Bilindiği üzere araçlarda zorunlu trafik sigortası yapılmadan araç satışı yapılmıyor. Firmalar aracın satışı sırasında sigorta yaparken alıcıyı yeni müşteri gibi algıladığında poliçe yüksek fiyattan çıkıyor.
TÜKETİCİ MAĞDURİYETLERİNDE ARTIŞ YAŞANDI
İkinci el araç alım satımlarında getirilen sigorta zorunluluğu önemli sorunlara, fırsatçılığa ve tüketici hak kayıplarına da neden oluyor. Bu duruma başta galericiler olmak üzere birçok sürücü tepkili.
HASARSIZLIK İNDİRİMİ SİSTEMDE GÖRÜNMÜYOR
İkinci el araç alımında noter işlemleri yapılırken aracın yeni sahibi zorunlu mali sorumluluk sigortası yapmak istediğinde, aracın tescil bilgileri sisteme girildiğinde sürücünün sahip olduğu indirimler yeni araç için görülmüyor. İkinci el araç devirlerinde zorunlu mali sorumluluk sigortasında sistem aracın yeni sahibinin indirimlerini göremediği için iki kat yüksek fiyat veriyor. Başvurup indirimli yeni poliçe düzenlenmediğinde alıcıların toplam kaybı binlerce lirayı bulabiliyor.
Örneğin yıllardır aldığı hasarsızlık indirimleri bulunan ve 8. basamağa girip yaklaşık 5.400 TL sigorta primi ödemesi gereken bir sürücü, yeni bir araç için sistemden fiyat aldığında 4. basamak olarak değerlendirilip 10 bin 888 TL prim ödemek zorunda kalıyor. Neredeyse iki katı prim ödeyip sigorta poliçesini alan sürücü, noterden devir işlemlerini yaptırıyor.
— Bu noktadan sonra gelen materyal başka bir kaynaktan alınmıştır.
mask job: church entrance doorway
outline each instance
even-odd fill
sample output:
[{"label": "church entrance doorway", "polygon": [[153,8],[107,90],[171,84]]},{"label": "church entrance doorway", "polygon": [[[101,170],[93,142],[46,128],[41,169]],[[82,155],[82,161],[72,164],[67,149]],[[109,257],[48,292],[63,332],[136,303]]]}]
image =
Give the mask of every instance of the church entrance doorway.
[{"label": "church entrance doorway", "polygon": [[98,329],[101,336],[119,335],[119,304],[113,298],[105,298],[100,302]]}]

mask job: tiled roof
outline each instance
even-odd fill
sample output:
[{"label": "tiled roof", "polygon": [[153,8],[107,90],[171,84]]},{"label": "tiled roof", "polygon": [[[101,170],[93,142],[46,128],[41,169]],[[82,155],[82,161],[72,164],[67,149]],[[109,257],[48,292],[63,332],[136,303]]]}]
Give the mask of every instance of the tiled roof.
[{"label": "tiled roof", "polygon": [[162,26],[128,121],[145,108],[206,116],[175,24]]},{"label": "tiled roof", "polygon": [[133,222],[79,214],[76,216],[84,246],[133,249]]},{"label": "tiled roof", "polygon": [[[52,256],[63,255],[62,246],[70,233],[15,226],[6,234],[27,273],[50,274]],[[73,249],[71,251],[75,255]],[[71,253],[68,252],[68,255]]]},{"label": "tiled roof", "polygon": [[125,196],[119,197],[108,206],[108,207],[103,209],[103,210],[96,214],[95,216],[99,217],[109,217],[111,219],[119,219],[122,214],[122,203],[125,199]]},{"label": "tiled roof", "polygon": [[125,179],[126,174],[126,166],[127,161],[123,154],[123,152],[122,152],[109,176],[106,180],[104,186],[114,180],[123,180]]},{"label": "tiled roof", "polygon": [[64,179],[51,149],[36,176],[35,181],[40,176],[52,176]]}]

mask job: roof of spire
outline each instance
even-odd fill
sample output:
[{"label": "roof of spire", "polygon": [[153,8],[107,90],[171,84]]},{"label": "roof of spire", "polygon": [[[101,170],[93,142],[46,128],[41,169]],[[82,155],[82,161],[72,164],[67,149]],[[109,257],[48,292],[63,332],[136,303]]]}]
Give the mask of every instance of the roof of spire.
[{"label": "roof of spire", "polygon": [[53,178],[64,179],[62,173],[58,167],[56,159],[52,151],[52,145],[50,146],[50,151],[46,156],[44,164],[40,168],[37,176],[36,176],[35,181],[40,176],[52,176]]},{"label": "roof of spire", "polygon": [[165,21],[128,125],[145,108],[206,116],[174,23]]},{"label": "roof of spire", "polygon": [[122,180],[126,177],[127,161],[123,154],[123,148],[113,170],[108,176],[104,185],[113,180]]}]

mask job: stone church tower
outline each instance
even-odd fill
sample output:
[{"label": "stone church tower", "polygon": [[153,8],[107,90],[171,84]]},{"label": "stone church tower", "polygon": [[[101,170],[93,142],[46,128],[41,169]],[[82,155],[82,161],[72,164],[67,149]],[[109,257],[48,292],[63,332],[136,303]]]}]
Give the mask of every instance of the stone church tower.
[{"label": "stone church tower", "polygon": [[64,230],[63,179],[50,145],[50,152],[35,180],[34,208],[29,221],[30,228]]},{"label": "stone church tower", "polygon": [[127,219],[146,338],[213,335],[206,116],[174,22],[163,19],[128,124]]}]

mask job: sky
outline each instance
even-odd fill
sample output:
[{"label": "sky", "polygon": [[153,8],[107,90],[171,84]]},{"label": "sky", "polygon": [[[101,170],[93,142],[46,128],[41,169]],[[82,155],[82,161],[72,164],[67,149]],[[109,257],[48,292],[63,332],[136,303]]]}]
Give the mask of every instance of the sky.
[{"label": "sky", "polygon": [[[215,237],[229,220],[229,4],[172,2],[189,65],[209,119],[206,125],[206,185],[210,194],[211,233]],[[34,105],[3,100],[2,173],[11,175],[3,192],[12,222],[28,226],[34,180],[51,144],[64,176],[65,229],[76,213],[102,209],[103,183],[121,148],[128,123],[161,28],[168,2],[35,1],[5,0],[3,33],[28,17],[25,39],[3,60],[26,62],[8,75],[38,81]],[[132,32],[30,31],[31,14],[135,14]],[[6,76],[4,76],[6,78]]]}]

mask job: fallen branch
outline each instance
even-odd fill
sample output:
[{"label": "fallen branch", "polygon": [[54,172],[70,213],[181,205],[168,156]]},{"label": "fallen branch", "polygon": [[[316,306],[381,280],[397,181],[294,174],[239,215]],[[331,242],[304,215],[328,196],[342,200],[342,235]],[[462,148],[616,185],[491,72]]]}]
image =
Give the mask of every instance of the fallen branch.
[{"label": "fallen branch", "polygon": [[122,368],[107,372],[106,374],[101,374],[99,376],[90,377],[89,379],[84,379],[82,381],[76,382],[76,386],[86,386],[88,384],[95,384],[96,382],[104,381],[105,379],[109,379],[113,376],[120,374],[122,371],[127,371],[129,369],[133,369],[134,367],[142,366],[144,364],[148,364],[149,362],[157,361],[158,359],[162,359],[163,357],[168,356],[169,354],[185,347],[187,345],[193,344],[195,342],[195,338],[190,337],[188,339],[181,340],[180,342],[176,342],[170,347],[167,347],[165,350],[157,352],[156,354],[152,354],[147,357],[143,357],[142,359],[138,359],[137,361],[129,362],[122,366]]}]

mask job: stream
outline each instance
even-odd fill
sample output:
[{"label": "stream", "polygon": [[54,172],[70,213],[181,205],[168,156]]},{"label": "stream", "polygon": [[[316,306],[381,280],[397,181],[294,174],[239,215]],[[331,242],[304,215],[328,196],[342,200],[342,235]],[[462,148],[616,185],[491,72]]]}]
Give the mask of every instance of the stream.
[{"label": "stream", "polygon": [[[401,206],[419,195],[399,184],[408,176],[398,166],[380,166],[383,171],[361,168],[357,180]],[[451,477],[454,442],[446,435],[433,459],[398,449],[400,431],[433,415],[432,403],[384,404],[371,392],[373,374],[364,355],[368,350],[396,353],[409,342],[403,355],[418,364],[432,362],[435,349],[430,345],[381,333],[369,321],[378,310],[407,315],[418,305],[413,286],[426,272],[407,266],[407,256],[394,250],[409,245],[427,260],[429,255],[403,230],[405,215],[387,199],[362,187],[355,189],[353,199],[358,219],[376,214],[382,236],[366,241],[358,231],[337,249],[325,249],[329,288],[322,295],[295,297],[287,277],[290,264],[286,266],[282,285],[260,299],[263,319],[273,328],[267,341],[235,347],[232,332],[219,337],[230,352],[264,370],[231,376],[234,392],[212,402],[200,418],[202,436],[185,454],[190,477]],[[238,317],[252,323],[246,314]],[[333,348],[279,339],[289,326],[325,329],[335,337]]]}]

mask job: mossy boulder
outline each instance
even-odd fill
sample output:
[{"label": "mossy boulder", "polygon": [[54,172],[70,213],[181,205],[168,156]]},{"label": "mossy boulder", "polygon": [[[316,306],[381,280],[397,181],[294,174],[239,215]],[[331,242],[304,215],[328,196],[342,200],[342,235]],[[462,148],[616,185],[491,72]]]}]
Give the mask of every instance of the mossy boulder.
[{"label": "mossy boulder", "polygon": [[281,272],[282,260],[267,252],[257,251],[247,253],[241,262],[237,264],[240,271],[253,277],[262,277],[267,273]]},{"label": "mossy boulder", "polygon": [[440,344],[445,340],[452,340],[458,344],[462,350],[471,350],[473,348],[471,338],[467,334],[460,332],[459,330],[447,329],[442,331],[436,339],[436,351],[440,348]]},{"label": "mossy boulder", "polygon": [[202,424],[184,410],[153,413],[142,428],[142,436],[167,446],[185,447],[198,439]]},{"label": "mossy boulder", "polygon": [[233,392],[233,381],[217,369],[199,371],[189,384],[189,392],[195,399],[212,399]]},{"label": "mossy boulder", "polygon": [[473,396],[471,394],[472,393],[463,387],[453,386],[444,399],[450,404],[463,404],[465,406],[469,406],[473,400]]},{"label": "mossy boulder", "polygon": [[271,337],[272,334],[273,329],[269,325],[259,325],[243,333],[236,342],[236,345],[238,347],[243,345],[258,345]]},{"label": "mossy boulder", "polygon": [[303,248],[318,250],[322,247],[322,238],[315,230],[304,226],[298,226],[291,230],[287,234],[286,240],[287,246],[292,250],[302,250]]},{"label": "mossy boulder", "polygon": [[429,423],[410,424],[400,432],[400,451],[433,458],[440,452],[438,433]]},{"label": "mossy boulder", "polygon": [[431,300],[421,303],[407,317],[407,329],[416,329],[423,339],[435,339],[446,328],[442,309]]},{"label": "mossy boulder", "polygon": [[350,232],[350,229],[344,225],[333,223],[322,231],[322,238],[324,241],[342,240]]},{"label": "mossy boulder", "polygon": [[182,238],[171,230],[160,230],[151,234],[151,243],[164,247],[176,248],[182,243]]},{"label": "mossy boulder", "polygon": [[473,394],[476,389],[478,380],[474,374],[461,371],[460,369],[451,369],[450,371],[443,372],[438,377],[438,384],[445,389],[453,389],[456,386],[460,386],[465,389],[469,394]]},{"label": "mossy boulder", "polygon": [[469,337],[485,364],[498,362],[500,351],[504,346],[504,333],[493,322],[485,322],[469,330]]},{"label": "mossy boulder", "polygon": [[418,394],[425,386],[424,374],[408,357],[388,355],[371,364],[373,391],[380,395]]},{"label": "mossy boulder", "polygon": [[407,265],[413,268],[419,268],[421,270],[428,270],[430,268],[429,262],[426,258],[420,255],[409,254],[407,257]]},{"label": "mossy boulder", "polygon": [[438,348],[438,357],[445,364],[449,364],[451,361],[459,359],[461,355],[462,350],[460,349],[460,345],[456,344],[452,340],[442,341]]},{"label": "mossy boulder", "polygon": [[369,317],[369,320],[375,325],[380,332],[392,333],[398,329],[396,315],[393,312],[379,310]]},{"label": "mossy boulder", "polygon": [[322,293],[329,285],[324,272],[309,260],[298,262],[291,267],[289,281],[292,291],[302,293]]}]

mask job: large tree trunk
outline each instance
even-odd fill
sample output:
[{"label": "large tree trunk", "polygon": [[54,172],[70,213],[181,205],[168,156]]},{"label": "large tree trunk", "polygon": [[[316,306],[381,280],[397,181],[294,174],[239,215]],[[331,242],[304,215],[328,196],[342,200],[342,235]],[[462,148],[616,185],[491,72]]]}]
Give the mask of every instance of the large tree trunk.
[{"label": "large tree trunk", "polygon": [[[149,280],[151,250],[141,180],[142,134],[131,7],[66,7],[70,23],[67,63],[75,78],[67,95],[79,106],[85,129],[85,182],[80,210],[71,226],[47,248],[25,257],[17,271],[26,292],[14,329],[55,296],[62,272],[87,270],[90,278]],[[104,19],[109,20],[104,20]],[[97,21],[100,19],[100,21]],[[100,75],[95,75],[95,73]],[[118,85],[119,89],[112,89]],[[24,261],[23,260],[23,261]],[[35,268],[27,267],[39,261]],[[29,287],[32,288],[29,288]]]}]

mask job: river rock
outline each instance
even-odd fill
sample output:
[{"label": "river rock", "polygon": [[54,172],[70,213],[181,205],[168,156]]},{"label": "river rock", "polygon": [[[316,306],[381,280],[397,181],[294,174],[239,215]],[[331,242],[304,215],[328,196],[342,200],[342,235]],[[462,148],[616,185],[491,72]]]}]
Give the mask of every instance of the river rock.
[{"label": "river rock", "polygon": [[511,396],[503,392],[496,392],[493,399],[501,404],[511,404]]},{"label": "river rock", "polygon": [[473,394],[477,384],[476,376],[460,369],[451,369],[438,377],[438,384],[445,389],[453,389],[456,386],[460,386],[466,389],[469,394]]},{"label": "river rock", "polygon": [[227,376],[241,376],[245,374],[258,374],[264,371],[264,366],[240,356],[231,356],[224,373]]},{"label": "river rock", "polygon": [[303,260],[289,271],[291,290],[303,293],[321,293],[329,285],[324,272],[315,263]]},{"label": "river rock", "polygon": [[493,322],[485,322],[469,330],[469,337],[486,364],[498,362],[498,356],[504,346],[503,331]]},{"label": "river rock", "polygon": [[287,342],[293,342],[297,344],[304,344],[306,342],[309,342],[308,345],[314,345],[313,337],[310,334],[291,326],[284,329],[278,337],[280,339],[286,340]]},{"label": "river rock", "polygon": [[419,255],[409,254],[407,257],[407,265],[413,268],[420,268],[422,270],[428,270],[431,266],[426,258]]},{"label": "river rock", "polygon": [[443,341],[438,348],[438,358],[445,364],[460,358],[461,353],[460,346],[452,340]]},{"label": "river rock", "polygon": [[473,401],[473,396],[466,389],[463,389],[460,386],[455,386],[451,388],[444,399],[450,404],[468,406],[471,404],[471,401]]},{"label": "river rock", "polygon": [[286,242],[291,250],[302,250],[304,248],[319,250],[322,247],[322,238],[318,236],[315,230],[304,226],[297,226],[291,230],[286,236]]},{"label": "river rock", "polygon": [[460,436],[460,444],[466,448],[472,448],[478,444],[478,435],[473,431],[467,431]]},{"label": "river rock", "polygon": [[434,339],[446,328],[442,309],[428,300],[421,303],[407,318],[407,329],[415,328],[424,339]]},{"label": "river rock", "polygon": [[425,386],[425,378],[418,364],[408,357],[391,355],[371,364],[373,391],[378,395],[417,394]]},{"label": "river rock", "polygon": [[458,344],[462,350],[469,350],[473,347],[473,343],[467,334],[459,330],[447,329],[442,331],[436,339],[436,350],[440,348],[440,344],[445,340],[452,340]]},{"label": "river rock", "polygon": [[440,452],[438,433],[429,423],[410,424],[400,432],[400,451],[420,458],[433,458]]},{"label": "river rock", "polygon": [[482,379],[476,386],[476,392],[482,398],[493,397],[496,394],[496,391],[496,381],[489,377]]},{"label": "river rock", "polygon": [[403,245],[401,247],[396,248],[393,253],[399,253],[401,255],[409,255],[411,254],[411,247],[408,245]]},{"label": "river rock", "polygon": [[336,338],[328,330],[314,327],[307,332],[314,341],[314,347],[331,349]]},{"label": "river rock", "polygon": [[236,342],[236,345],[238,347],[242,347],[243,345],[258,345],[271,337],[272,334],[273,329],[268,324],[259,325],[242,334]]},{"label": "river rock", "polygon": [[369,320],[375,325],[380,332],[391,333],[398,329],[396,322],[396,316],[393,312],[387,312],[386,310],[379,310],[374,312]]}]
Bu mağduriyet sistemdeki sıkıntıları gözler önüne seriyor.
UYGULANACAK AZAMİ PRİM ARTARKEN HAK KAYIPLARI DA ARTACAK
Mali sorumluluk sigortasında 1 Ocak 2025 tarihinden itibaren geçerli olmak üzere uygulanacak azami primler, 2024 yılı Aralık ayında uygulanan azami primlere göre; taksi, minibüs, otobüs, kamyon ve çekici araç gruplarında artacak. Dolayısıyla sürücülerin hak kayıpları daha da artmış olacak.